马绳扔给迎上来的门房,大步流星往诏狱而去。
诏狱里,章慎正在看书。
若忽略周围的环境,单把章慎提出来,章慎当前的状态,倒真不像是在蹲诏狱的。
这段时日,沈叙给他单换了个干净的牢房,也再没给他动过刑,甚至连审都没审过,有时候还会跑来跟章慎有一句没一句地说几句话。

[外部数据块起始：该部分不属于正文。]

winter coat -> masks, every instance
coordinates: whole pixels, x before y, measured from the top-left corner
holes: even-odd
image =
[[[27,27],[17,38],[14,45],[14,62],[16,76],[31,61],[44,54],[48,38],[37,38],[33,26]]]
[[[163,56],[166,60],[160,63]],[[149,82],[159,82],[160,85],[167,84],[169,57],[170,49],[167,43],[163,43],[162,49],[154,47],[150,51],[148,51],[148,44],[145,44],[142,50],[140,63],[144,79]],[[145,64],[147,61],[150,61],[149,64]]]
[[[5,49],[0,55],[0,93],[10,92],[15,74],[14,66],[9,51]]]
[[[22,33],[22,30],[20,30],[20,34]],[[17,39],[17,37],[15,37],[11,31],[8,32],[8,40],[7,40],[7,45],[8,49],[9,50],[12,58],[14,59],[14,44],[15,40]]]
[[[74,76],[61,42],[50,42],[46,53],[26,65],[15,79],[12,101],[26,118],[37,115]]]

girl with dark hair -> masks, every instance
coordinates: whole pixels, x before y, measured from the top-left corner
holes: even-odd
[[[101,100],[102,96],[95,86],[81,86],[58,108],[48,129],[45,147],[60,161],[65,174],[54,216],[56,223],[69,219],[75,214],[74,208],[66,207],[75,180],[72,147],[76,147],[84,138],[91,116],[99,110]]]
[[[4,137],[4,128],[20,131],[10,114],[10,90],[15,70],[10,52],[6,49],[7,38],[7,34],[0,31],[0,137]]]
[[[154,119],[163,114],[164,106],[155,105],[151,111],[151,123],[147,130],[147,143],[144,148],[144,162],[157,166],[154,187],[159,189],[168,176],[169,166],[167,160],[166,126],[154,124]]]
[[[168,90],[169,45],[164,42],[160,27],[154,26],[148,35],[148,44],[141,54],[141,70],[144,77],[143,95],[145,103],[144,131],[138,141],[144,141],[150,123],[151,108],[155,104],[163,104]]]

困在这小小的牢房里,终日不见阳光,除了脸色苍白了些,身形消瘦了些,其他倒没什么不妥,甚至因为那日祝青瑜来过了,被她骂了一通,章慎又恢复了求生意志,连精神气都不错。
沈叙从墙上取了鞭子,让狱卒开了门。
因为这段时日沈叙常来,章慎都有些习惯了,放下书,正准备跟他说话,见了他手上的鞭子,一下连呼吸都停住了。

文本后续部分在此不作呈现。